Britt said he knows other teens aren’t so lucky, which is why he wanted to share his story and help educate others.
“I think there are a lot of difficult things being transgender that many people don’t take into consideration,” he said. “For me, the first thing was coming out as a transgender. Not many people are educated in what a transgender is or even what they go through so that’s what made things hard.”
Britt said he has plans to share his story even more widely, in the hope of reaching thousands of other transgender teens.
“I hope to make a documentary or film about transgenders or my journey in detail,” he said. “This will save a lot of kids from getting bullied and will save a lot of lives in the trans community. I see myself completely transitioned in 10 or 20 years. I hope to be a husband and a father, with a successful job and hopefully still providing support and a voice for my fellow trans family.”
Britt also has a message of hope for other’s in his shoes.

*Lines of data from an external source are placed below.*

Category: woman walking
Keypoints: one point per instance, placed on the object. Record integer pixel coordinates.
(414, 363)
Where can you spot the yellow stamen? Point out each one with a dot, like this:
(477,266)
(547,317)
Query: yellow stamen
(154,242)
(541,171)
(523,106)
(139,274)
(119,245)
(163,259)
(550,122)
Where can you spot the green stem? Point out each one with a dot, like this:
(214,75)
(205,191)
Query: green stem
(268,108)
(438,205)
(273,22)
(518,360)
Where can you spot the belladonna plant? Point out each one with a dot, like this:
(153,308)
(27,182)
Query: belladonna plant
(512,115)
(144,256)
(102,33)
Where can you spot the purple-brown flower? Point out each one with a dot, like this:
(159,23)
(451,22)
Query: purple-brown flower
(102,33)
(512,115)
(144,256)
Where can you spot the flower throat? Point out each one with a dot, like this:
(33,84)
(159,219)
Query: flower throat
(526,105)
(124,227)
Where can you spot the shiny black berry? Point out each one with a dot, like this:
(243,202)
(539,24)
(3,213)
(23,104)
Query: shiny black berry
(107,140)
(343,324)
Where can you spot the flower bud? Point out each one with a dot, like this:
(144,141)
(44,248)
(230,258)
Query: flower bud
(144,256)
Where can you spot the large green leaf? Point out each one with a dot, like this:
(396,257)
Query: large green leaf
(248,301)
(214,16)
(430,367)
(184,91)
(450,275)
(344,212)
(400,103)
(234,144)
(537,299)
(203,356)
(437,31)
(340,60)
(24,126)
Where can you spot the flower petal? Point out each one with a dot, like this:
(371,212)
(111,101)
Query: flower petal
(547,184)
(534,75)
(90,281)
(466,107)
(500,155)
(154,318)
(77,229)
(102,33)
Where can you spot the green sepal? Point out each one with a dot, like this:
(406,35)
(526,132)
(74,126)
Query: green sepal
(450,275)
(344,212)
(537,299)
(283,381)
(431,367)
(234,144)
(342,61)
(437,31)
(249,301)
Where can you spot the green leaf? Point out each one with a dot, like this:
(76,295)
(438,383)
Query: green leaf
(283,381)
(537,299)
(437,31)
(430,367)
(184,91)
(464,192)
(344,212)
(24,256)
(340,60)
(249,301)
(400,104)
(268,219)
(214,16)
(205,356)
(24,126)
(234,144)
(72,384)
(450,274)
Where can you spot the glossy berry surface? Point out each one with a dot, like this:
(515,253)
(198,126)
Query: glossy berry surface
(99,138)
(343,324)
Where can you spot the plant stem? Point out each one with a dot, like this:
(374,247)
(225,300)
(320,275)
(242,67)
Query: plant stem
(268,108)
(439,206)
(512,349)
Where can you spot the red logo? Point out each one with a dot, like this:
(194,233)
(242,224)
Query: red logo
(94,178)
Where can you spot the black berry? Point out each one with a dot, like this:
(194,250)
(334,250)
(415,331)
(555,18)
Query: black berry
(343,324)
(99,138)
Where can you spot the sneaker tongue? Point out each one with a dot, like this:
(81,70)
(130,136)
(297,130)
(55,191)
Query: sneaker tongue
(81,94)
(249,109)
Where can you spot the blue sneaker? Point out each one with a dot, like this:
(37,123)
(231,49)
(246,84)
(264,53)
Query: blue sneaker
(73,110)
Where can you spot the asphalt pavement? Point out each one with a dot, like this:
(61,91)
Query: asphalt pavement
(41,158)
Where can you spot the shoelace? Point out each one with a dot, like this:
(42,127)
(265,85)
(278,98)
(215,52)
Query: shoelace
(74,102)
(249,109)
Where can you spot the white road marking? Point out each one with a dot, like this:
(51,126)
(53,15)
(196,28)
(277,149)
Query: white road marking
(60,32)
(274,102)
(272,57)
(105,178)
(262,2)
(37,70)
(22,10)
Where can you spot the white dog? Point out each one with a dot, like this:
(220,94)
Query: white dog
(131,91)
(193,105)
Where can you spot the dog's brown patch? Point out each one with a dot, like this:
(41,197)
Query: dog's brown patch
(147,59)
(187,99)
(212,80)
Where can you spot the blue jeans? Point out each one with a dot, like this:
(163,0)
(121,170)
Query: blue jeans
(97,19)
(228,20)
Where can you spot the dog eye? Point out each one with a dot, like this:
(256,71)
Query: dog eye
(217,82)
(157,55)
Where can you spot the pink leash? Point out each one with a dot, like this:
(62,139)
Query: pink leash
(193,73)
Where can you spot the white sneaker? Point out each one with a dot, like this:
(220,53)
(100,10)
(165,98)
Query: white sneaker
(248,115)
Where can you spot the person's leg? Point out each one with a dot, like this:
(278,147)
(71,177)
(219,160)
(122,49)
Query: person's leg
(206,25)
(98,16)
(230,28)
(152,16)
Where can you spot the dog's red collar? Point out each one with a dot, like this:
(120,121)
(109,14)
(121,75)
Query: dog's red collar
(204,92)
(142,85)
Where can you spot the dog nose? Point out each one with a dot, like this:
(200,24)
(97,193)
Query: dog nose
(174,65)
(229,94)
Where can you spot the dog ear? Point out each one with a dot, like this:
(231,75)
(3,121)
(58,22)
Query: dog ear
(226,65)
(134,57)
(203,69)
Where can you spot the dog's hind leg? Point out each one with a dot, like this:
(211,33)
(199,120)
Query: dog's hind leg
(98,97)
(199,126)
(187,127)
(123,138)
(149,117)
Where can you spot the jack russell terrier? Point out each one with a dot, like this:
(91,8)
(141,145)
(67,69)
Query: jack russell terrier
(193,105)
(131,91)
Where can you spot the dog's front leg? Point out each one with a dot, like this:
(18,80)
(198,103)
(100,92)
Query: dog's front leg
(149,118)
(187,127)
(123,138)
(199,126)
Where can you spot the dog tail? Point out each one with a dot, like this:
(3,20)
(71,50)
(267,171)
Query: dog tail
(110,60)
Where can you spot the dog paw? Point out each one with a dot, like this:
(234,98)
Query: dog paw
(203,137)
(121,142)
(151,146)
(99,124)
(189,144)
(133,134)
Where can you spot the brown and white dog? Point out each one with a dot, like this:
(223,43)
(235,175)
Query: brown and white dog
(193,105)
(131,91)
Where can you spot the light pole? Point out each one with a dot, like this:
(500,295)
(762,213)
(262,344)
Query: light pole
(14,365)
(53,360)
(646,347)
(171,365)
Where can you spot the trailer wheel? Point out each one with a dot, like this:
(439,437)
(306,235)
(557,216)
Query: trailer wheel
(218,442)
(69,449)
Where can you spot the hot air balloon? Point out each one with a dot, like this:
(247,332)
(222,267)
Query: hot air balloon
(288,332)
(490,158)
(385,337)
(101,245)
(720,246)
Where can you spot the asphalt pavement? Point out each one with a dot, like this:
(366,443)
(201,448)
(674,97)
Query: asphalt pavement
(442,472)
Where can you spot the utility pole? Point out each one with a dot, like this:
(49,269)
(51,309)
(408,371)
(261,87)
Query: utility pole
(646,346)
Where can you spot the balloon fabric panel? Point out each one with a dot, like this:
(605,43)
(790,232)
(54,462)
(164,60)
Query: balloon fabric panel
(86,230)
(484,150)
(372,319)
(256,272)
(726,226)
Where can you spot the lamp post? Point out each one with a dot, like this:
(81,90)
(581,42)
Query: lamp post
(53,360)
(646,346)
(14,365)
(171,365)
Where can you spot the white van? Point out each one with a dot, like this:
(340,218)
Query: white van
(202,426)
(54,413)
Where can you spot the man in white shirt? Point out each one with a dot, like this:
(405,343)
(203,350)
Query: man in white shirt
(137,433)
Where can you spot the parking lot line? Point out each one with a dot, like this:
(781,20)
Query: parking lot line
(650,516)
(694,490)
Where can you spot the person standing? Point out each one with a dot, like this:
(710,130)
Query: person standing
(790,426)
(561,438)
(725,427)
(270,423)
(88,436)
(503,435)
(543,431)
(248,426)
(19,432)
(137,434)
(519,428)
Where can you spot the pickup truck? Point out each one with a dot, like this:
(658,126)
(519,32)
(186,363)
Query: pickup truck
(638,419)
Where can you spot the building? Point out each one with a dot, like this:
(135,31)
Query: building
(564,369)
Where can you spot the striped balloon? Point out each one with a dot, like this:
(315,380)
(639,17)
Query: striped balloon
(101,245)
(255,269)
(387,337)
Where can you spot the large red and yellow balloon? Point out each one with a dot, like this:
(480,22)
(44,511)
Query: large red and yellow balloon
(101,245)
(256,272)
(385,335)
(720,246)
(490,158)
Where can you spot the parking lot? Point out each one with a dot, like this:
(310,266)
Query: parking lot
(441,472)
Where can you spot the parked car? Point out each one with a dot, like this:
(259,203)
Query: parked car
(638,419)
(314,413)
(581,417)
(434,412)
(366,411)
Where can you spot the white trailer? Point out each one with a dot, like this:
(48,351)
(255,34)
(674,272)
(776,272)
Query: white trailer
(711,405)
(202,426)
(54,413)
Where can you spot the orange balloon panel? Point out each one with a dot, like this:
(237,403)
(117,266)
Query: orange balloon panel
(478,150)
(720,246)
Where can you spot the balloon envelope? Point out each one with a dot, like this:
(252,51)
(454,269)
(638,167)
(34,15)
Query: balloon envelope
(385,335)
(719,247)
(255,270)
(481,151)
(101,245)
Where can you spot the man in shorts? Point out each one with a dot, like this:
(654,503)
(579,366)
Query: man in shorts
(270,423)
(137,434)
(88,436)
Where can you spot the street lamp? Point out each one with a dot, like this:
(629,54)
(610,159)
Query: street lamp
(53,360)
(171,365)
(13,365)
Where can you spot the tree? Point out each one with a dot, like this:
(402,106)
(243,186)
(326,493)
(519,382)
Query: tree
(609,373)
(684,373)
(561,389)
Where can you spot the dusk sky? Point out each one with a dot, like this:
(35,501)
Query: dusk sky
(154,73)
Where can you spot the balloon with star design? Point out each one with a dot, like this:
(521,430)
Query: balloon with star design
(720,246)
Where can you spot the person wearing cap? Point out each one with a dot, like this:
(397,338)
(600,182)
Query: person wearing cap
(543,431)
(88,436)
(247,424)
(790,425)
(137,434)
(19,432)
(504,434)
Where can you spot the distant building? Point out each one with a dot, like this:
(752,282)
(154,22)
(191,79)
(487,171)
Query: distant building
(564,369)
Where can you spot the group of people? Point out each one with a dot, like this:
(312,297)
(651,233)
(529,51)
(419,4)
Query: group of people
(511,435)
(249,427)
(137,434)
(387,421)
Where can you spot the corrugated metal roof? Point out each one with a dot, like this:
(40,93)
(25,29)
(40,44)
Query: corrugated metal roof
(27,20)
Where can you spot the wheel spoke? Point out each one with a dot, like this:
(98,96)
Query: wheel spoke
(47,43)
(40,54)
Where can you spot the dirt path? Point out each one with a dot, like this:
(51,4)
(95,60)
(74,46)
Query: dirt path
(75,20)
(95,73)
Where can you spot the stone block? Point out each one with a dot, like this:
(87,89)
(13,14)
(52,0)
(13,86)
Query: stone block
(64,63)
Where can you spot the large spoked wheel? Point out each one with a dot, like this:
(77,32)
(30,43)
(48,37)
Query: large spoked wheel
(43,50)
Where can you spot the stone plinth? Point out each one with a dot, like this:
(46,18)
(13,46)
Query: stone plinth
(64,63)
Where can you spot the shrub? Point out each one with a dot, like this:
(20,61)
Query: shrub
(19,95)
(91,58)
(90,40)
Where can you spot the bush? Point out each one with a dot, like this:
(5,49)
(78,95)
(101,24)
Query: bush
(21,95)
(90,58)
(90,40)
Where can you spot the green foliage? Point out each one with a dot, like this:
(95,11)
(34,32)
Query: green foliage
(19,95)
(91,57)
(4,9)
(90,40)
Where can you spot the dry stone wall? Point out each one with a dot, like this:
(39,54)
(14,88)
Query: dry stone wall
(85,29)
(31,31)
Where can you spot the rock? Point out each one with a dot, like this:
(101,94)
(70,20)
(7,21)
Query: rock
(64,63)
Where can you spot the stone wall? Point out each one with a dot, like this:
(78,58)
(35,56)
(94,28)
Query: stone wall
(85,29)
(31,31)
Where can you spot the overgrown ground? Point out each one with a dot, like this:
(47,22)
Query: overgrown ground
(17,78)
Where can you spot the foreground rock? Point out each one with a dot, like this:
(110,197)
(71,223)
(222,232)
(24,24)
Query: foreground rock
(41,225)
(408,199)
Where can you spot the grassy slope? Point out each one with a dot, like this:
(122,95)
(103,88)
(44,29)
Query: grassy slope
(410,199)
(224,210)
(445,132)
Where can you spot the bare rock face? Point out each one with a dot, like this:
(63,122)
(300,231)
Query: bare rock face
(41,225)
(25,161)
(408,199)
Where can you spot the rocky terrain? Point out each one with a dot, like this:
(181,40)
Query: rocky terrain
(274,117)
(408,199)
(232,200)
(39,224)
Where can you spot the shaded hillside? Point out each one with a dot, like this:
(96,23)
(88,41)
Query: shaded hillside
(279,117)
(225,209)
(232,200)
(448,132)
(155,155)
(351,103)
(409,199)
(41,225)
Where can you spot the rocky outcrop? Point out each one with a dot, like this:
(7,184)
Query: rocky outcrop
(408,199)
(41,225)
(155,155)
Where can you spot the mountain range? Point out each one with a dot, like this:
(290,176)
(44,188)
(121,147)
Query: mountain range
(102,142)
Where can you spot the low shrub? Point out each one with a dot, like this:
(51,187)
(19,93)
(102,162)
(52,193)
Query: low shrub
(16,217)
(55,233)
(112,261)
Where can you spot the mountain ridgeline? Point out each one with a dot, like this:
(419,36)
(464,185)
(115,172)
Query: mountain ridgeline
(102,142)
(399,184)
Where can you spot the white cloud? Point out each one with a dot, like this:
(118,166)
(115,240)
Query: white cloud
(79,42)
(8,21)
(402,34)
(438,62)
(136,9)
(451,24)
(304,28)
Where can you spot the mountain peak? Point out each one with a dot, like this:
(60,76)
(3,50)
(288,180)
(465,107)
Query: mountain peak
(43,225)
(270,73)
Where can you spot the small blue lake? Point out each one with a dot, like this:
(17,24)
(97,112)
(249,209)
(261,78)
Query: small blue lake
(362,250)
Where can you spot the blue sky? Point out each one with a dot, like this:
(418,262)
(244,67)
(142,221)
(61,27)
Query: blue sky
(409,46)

“It gets better. It really does,” he said. “No matter how much you feel like things are just too difficult to handle, it will get better. Also, love yourself. Don’t change who you are. You want friends who love you for who you are, not friends who love you for something you’re not. One last thing is that you’re not alone. There are many other people that are going through what you are. Find help and support if you need it. You are loved and not alone whether you know it or not.”
When Britt Couturier found acceptance by coming to Kennebunk High School, Principal Sue Cressey was pleased, but not surprised.
“This school is very accepting,” she said. “That’s what the students tell us, that they embrace the differences.”
While the school has had both openly gay and transgender teachers, it’s the students, both straight and gay, who have helped to set the tone, through the school’s own Gay Straight Trans Alliance. Led by moderators Fran Kessler and Nate Menifield, Cressey said the GSTA maintains a bulletin board at the school that advocates acceptance and meets several times a week.
“They are a very strong group,” she said.
From Oct. 21-25, the group will lead Ally Week and ask community members to sign a pledge of acceptance, among other things.
It was just that acceptance the school and its students and administrators wanted Britt to feel, Cressey said.
“Britt came in to talk to me and said, ‘I want to graduate as a boy,'” Cressey recalled. “The kids were really very accepting, they took it in stride.”
As Britt appeared in his royal blue cap and gown, no one batted an eye.
“They just thought, ‘that’s who Britt is,'” Cressey said. “That’s the kind of school Kennebunk High School is. Whoever you are, that’s who you can be here.”